The sheep were a little hard to photograph because they moved a lot and did not listen to instructions. Nonetheless, I got some workable shots thanks to the camera’s quick shutter speeds.
Shopping for souvenirs and dinner
After shopping for some souvenirs at Kea Farm market, we got a head start at the night market to pack some dinner so we could dine together at the Airbnb.
We’d had a full day of travelling by now so we were starving, which materialised as greed, and subsequently this led to us overbuying the savoury and greasy fried snacks at the market.
The morning after
Waking up early to make the most of our fleeting time in Cameron, we went down to Taman Rata where we were relieved to finally get our hands on some ATMs.
A few shops away was our breakfast spot, Yong Teng Café, run by an elderly deaf couple who were extremely welcoming and adorable. To better communicate with them, I looked up some simple sign language videos to say “please” and “thank you”.
Shortly after, some colleagues visited the Time Tunnel Museum while the rest of us finished up our souvenir shopping at its gift store which sold plenty of tea and strawberry products.
Again, we were prepared to pay for our items in cash, only to realise that they accepted MAE as a cashless option (finally!), albeit reluctantly.
A personal takeaway I had from the trip was finally understanding what tech entrepreneurs and companies meant when they say that small businesses (especially those run by older generations) are reluctant to digitalise.
It seems that in more rural areas like Cameron Highlands, this sentiment is even stronger, despite the large numbers of tourists. In the Klang Valley, we’ve already seen kopitiams and sundry shops begin offering at least one form of QR pay options.
We don’t stand a chance in advancing the country if only our major cities are picking up digitalisation efforts, since it opens up a larger digital divide if we leave other states behind.

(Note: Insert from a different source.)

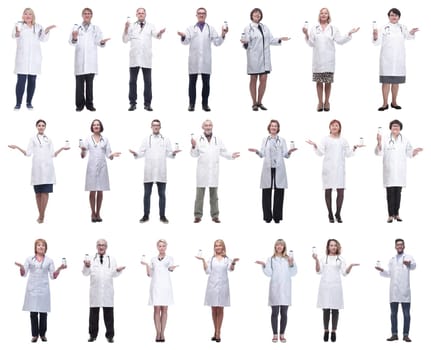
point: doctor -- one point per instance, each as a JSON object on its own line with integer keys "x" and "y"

With that thought in the back of my mind, we had packed up by afternoon to head back to KL, where we didn’t have to constantly wonder where the next ATM would be or if we had enough cash.
In all, this trip to Cameron Highlands was still a refreshing one. I saw how things changed (or didn’t), spent quality time with my colleagues, ate good food and fruits, and I’m glad the S21 FE was able to experience it all with me.
In terms of my overall experience with the S21 FE, I must say that I felt relieved using a well-performing, non-foldable phone with a gorilla glass screen again.
The battery on this phone was also reliable. It was able to last up to 7 hours of regular usage which was by no means light, especially with all the photography and searching for directions.
However, I can’t get behind using an optical fingerprint sensor as my default, it’s just too laggy compared to physical fingerprint scanners.
Though the S21 FE is a solid phone, it’s tough to recommend it as the phone to buy now, what with the S22 launch coming soon. For a price tag of RM3,099 for the 256GB model and RM2,899 for 128GB, you can anticipate better specs in the S22 line-up for around the same price range anyway.